Liang Manshu, Wu Wenbin, Chen Zhuolei, Han Tengfei, Zheng Yuan
Electric Power Science Research Institute, State Grid Fujian Electric Power Co. Ltd., Fujian, China.
School of Computer Science, Civil Aviation Flight University of China, Deyang, China.
PLoS One. 2025 Jul 24;20(7):e0327302. doi: 10.1371/journal.pone.0327302. eCollection 2025.
Reasoning temporal relations among action-related objects plays an important role in action recognition.

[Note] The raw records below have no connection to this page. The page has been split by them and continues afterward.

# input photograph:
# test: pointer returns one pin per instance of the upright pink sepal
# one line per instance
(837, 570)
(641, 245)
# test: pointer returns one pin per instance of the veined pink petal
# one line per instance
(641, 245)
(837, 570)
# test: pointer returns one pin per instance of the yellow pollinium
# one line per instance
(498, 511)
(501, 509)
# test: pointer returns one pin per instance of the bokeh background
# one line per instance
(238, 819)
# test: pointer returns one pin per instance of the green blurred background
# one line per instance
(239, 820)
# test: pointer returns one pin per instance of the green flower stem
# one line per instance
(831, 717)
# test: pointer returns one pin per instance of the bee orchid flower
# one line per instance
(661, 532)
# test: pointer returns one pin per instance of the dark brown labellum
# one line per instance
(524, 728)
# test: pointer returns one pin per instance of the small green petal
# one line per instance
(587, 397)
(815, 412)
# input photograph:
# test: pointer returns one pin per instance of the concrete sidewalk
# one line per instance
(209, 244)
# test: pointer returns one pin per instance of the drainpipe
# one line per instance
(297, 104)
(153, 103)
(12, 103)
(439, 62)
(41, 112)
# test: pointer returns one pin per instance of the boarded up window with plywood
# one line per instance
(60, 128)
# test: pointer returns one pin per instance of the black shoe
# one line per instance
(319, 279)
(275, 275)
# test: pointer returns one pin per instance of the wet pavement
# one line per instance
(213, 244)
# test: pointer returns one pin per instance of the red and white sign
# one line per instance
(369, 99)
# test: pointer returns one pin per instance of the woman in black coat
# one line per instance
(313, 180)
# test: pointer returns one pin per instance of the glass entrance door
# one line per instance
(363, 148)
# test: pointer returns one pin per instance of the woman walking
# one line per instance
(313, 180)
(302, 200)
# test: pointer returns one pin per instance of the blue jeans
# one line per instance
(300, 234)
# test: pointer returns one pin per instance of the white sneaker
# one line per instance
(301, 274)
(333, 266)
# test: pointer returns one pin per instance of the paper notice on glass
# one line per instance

However, previous approaches only focus the reasoning on high-level semantics and inevitably involve the background in reasoning. In this work, we propose to formulate the temporal relational reasoning in an action-centric and hierarchical style, with a novel Action-centric Temporal-relational Reasoning (ATR) block. Specifically, ATR comprises two components: an Action-related Region Locator (ARL) to locate the action-related regions via estimating the actionness, and an Efficient Action-centric Reasoner (EAR) to efficiently reason the temporal relations between the located regions so as to realize the action-centric reasoning. Thanks to its flexible and efficient designs, our ATR can be directly integrated into existing action recognition models at different depths, empowering the hierarchical reasoning on the action-centric temporal relations at the cost of minor computational overhead. We extensively evaluate our ATR block on three action recognition benchmarks, Something-Something V1, V2, and Kinetics, with the backbones of TSN, TSM, and SlowOnly. The consistent and notable improvements over the strong baselines sufficiently corroborate the effectiveness of ATR, along with the action-centric and hierarchical formulation for temporal relational reasoning. Our proposed approach provides potential practical significance for real-world scenarios.
推理与动作相关对象之间的时间关系在动作识别中起着重要作用。然而,先前的方法仅将推理聚焦于高级语义,并且不可避免地在推理中涉及背景信息。在这项工作中,我们提出以一种以动作为中心的分层方式来构建时间关系推理,采用一种新颖的以动作为中心的时间关系推理(ATR)模块。具体而言,ATR由两个组件组成:一个动作相关区域定位器(ARL),通过估计动作性来定位动作相关区域;以及一个高效的以动作为中心的推理器(EAR),用于高效地推理所定位区域之间的时间关系,从而实现以动作为中心的推理。由于其灵活且高效的设计,我们的ATR可以直接集成到不同深度的现有动作识别模型中,以较小的计算开销为代价,实现以动作为中心的时间关系的分层推理。我们在三个动作识别基准数据集Something-Something V1、V2和Kinetics上,使用TSN、TSM和SlowOnly作为骨干网络,对我们的ATR模块进行了广泛评估。相对于强大的基线模型,一致且显著的性能提升充分证实了ATR的有效性,以及以动作为中心的时间关系推理的分层构建方式。我们提出的方法为现实世界场景提供了潜在的实际意义。